The Code of Ethics
Introduction to the Code (Updated July 2019)
The aim of the ICMTA Code of Ethics is to provide guidelines as shared principles and best practices for our work as conscious movement teachers in our local communities and across the globe.
We recognize that ICMTA members come from diverse backgrounds, cultures, professions, communities, gender identities, sexual orientations, beliefs, as well as residing in different countries and speaking multiple languages. We seek to celebrate our diversity as a great strength and rich ongoing learning (see the ICMTA Diversity Policy) and understand that all of us, regardless of background, have blind spots.
As teachers of conscious movement, we regularly face ethical challenges that require self-reflection, self-responsibility and enquiry into our blind spots. We aspire to educate ourselves and seek to embody the values of dignity, respect, equality, integrity and compassion, and, above all, to do no harm as teachers.

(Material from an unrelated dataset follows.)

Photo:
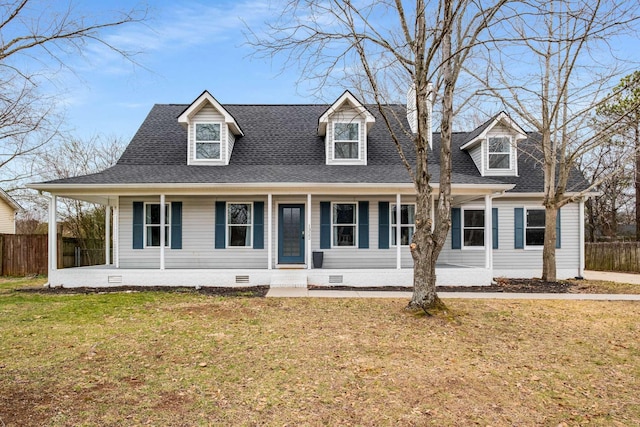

While teachers are asked to agree to the ICMTA Code of Ethics when they become ICMTA members, we recognize that situations can arise that challenge this agreement. The aim of the ICMTA Code of Ethics is to provide ethical guidelines for teachers to support them to recognize when they are in a situation that requires ethical support, and to strongly encourage them to seek both peer and professional support.
THE CODE OF ETHICS
1. Professional and Personal Integrity
A commitment to personal and professional integrity provides a solid foundation and basis for our work as conscious movement teachers. This includes:
1.1 A commitment to ongoing education in the practice we teach.
2. Safety & Awareness
A commitment to safety and awareness.
As conscious movement teachers we are dedicated to providing a safe space for movement exploration. This includes :-
2.1 Ensuring sobriety in our classes and workshop sessions. This means neither teacher nor students, so far as we can ensure it, should use intoxicants that affect awareness before or during classes or workshop sessions. This includes, but is not limited to, abiding by any local laws where we teach related to the use of drugs and alcohol.
3. Healthy Boundaries
A commitment to healthy boundaries.
3.1 Sexual Boundaries
3.1.1 A sexual relationship or romantic intimacy is not appropriate between teachers and their students.
3.1.2 In an exceptional case where a relationship develops over time between a teacher and student, the student-teacher relationship must have clearly and consciously ended before any development of romantic intimacy or sexual relationship.
3.1.2 A minimum time period must elapse from the end of the teacher-student relationship and the beginning of a sexual and/or romantic relationship. We recommend this is at least 3 months to allow time and space for clear seeing, and to prevent impulsive decisions that might harm teacher and/or student alike.
3.1.4 A clear understanding from both parties that the student-teacher relationship has ended.
3.1.5 The teacher has a responsibility to get professional supervision and/or peer support to explore potential areas of unconsciousness and any personal issues involved.
3.2 Emotional Boundaries
3.2.1 We are responsible for respecting the welfare and best interests of our students.
3.2.2 We do not use our position as a teacher to take advantage of students and will not depend on students to fill emotional and social needs.
3.3 Financial Boundaries
3.3.1 We are clear and fair in our business dealings with our students.
A commitment to accountability. We make ourselves accountable to our students, and to each other. We will practice responsible communication and dialogue, and seek peer support and/or professional supervision should any complex boundary or territorial issue arise. If an issue cannot be resolved through these means we will consult the ICMTA Ethics and Mediation Circle and seek the support of the ICMTA Mediation Procedure or the ICMTA Grievance Procedure as is appropriate.